Got this one trolling for wahoo last year.


----------



## DragAddiction (Sep 10, 2008)

We caught a nice one down here out of Port Mansfield, 2 years ago. 220ft of water. Out in the middle of nowhere. On a mold craft long range. That one fish turned a slow day into a day to remember.


----------



## Crossroads (May 21, 2004)

This one was caught straight out the jetties at Port-A, 19 miles out on the way to Southern. We were dragging medium ballyhoo with a small skirted jet head over it. I love those colors when they're lit-up.


----------



## fishinfool (Jun 30, 2004)

i worked on Galveston party boats in 2000-05. we caught two while fishing close in i think it was summer of 04. we could see the island (parts of it) on both of them. we were fishing a platform for bottom fish and had some king fish action on as well. they get close for sure.


----------



## T_Sad (Aug 6, 2013)

They are not kidding about close. I caught this one about 4 miles off the beach at Padre Ntl Seashore at the rig (gone now) where the 4x4 sign is.

Trolling a ribbonfish


----------



## Charlietunakiller (Jan 30, 2013)

T_Sad said:


> They are not kidding about close. I caught this one about 4 miles off the beach at Padre Ntl Seashore at the rig (gone now) where the 4x4 sign is.
> 
> Trolling a ribbonfish


That's f'ing awesome!
Green to you sir.


----------



## offshorebound (Dec 7, 2012)

Y'all are killing me!!! I need to get my fix!

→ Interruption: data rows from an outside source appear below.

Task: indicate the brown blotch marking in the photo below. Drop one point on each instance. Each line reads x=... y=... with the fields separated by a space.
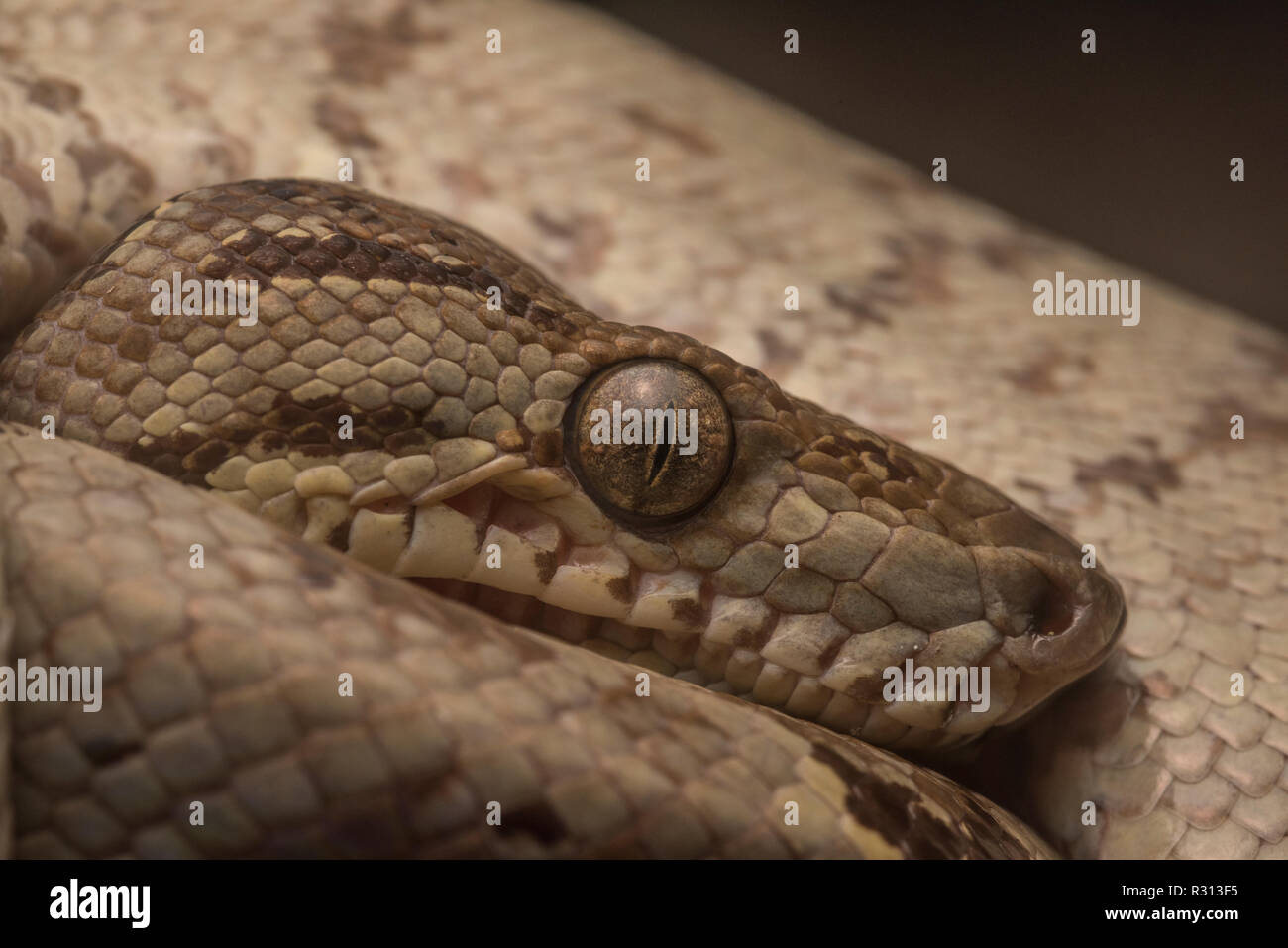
x=399 y=266
x=855 y=301
x=338 y=244
x=53 y=94
x=103 y=750
x=894 y=811
x=690 y=138
x=294 y=243
x=548 y=449
x=248 y=243
x=619 y=588
x=1147 y=475
x=220 y=265
x=53 y=237
x=339 y=536
x=687 y=610
x=360 y=264
x=207 y=456
x=316 y=262
x=136 y=343
x=343 y=124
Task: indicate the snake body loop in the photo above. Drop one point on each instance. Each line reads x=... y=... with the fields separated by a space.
x=400 y=395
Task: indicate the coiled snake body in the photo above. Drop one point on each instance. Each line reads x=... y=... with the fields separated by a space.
x=402 y=394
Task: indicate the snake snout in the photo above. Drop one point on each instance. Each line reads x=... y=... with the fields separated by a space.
x=1070 y=617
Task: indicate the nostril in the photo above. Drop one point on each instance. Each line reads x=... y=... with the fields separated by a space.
x=1022 y=596
x=1052 y=610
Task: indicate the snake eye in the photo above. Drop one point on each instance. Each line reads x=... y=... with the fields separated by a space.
x=651 y=441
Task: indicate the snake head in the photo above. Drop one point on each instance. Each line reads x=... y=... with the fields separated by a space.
x=412 y=393
x=835 y=574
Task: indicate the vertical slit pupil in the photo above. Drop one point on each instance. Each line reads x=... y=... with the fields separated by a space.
x=662 y=446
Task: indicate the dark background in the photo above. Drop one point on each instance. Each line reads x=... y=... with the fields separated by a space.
x=1126 y=150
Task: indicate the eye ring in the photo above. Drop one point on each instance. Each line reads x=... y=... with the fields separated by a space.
x=651 y=441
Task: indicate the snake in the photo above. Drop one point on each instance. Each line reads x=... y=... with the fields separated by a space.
x=552 y=647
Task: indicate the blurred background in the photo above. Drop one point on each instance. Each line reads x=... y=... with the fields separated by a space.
x=1126 y=150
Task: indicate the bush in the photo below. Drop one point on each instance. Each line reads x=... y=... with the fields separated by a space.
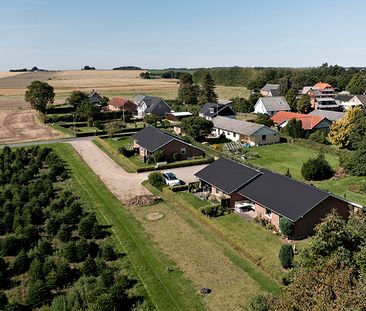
x=319 y=137
x=286 y=227
x=259 y=303
x=317 y=168
x=156 y=179
x=286 y=256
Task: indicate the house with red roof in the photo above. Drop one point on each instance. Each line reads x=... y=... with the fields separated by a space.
x=310 y=123
x=122 y=104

Sent from my iPhone using Tapatalk


----------



## [email protected] (Mar 7, 2008)

Both my Mom and Dad have landed a sail out of Freeport. They were caught about seven years apart but both were caught about 8 miles out of Freeport jetty fishing for kings on ribbon fish.


----------



## Blueshoes (Jan 24, 2013)

A wise man once told me that sailfish fishin is kingfish fishin. 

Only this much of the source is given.